タイ首相「洪水、危機的な状況」 首都に兵士5万人
【バンコク=野沢康二】洪水被害が続くタイの首都バンコクで27日、浸水地域が拡大、インラック首相は同日「今回の洪水は既に危機的な状態に陥っている」と述べた。軍は兵士5万人を配置するなど厳戒態勢に入ったが、政府の洪水対策センターがある国内線専用のドンムアン空港では配電設備が水に漬かって一時停電するなど、被害拡大に歯止めが利かない状態が続いている。
軍は車両1千台、ボート1千艇を投入し、浸水を防ぐ作業や住民避難の支援、水道・電力などライフラインの維持に取り組む。バンコク郊外にある東南アジアのハブ空港、スワンナプーム国際空港に1500人を収容できる避難所を開設する。バンコクには計200カ所余りの避難所を新設、8万人近くが避難できる体制を整える。

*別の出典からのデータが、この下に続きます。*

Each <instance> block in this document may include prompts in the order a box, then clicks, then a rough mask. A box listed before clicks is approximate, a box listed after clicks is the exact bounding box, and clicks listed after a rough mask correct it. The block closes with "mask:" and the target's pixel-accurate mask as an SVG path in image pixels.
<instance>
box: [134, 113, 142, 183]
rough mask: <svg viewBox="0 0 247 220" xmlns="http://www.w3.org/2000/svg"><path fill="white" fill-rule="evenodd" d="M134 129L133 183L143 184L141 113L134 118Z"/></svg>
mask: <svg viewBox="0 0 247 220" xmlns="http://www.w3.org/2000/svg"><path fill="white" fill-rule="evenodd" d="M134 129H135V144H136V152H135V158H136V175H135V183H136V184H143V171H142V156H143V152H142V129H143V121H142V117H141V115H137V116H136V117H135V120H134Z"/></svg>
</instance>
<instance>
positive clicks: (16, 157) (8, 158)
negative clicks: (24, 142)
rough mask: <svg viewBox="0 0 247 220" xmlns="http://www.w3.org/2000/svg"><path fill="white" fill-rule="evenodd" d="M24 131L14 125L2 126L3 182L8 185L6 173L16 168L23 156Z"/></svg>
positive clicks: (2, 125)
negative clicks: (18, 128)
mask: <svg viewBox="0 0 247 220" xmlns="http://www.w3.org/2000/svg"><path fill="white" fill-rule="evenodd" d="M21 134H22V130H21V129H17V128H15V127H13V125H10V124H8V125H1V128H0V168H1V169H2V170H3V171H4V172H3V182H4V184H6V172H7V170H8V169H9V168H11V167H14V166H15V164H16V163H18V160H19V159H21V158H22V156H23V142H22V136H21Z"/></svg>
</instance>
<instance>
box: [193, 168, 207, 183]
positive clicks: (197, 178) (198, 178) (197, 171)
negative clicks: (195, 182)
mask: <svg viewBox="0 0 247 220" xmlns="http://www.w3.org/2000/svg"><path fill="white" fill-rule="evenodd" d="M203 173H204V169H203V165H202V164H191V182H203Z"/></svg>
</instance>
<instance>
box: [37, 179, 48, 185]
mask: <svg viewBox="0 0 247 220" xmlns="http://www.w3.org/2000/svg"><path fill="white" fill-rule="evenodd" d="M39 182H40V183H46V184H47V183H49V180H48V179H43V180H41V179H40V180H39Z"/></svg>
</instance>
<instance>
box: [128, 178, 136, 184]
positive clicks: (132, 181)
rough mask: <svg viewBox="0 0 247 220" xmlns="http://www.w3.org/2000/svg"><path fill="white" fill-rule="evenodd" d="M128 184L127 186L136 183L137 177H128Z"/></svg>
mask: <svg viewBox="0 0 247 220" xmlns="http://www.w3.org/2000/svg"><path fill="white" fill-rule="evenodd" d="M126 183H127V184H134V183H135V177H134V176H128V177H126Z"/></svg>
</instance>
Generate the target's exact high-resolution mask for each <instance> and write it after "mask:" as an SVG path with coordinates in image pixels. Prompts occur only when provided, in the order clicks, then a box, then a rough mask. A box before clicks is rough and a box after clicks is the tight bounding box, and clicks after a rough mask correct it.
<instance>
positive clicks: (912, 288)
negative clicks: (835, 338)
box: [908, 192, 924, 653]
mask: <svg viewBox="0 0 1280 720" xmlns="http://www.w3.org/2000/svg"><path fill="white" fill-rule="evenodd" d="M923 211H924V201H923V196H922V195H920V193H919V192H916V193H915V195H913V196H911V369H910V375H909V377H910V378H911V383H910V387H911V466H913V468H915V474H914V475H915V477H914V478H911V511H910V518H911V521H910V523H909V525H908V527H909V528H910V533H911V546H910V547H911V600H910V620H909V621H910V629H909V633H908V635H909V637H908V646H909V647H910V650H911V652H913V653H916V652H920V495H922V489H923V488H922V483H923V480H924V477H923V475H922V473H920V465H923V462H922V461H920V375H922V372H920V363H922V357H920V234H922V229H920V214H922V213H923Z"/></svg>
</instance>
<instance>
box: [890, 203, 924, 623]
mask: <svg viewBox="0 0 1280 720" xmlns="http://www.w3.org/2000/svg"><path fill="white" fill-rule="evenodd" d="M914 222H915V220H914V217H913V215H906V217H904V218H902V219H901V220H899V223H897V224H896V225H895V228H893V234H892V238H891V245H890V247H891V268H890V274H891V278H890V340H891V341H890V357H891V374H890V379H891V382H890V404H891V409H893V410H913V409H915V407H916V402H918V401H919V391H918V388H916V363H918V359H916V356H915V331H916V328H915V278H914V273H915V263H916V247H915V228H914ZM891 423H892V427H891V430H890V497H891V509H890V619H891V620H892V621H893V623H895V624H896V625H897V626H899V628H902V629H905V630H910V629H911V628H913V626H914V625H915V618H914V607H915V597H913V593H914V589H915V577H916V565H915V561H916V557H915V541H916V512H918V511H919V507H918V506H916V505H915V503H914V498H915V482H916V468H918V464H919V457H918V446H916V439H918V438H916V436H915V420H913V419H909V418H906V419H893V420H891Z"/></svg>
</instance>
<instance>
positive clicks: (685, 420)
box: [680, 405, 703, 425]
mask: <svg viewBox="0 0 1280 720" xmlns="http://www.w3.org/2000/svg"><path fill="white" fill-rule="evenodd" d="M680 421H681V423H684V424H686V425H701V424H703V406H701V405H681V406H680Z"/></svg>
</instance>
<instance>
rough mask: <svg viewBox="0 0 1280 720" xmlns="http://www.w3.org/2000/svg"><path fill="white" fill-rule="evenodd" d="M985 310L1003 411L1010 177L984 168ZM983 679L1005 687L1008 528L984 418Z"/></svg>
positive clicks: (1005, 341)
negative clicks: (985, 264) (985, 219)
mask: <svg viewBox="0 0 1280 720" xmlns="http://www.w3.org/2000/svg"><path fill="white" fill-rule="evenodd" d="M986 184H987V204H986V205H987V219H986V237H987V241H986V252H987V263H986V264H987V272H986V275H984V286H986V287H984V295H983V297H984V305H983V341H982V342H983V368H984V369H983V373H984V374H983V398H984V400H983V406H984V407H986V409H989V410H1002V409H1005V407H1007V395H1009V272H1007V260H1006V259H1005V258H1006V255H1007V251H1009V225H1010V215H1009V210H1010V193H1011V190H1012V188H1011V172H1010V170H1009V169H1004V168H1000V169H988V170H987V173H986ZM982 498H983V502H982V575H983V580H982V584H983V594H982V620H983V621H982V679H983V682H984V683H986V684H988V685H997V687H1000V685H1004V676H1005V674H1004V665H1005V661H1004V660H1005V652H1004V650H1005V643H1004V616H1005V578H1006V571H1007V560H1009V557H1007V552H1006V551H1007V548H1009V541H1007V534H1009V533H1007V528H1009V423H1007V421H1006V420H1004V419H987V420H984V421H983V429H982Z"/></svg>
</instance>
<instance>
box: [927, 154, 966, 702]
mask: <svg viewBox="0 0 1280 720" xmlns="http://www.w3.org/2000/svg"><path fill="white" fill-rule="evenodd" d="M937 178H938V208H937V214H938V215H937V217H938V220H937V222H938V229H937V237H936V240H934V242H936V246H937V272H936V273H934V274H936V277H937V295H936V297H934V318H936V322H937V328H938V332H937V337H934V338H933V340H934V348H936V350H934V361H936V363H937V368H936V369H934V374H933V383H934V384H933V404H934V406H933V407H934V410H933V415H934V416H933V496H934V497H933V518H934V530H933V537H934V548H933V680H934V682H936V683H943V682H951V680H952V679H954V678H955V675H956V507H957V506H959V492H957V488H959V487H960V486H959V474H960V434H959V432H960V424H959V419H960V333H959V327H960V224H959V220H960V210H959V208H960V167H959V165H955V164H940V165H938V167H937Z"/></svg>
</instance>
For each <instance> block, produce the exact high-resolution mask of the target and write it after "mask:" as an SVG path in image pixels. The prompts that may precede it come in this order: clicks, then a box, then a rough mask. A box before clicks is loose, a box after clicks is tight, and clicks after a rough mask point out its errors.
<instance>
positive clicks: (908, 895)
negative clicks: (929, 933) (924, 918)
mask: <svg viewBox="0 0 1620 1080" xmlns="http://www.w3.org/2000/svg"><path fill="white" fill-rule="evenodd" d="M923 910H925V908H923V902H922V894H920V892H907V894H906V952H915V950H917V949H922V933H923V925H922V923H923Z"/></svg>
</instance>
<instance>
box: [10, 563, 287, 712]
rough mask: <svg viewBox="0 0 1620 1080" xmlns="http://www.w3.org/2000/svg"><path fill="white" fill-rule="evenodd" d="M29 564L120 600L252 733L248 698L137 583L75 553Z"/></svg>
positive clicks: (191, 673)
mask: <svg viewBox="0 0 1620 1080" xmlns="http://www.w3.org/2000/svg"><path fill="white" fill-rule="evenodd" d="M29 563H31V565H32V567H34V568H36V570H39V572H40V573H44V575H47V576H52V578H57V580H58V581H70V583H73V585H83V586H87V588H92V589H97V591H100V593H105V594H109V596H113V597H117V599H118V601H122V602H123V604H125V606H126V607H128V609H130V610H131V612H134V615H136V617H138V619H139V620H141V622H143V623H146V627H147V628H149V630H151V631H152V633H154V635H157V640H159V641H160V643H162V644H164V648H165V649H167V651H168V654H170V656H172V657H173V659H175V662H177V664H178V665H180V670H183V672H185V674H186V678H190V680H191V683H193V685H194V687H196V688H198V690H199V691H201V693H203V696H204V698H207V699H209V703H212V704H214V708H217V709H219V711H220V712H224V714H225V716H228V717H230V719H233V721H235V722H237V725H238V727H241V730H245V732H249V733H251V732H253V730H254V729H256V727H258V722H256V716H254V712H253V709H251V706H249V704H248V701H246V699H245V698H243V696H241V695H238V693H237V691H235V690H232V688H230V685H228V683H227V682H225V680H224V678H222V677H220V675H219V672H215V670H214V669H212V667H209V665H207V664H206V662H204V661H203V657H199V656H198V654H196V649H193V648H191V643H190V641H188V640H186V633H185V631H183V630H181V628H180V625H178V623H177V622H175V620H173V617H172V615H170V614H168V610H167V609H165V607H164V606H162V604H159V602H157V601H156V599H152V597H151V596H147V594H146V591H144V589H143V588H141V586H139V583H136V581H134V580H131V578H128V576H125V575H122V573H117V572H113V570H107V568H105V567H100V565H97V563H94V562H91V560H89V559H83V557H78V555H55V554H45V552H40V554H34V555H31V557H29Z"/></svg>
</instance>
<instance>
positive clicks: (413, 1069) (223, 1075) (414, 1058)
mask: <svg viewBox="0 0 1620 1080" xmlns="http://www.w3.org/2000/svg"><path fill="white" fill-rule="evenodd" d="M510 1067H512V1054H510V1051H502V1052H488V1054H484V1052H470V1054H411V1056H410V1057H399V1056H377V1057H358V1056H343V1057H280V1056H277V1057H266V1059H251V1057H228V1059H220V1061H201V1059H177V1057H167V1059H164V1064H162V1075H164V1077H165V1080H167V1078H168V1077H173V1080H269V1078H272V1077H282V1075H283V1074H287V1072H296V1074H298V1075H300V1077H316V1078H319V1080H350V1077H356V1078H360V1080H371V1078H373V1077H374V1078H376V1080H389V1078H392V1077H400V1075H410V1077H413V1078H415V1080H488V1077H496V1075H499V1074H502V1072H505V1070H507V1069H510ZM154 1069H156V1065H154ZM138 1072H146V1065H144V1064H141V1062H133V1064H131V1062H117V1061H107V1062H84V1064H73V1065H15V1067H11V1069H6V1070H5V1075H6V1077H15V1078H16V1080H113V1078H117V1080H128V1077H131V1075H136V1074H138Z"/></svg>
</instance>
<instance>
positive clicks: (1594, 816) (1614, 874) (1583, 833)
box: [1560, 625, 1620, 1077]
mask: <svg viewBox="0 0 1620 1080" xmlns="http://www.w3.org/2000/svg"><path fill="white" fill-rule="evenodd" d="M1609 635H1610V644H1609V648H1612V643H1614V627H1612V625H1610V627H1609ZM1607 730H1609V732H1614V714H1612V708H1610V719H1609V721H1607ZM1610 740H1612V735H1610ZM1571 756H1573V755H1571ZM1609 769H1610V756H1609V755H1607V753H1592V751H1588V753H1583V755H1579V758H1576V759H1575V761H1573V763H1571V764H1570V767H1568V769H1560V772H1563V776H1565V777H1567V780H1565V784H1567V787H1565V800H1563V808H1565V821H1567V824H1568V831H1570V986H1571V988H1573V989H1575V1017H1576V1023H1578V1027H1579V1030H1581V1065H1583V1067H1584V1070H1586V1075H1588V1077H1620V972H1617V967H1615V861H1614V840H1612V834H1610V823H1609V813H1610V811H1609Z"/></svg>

バンコクでは王宮前広場や中華街ヤワラートなどを含め、全50地区のうち20地区以上で浸水被害が確認された。スクムパン知事は同日、北部ドンムアン地区などに続き、北部サイマイ、西部タウィワッタナ両地区の住民に避難勧告を出した。
洪水対策センターは全バンコク市民に対し、臨時休日で連休となった27日から31日までの間、可能な限り首都を離れるよう呼びかけた。政府は首都を走る主要道路の一部を閉鎖して、海へ排水することも検討している。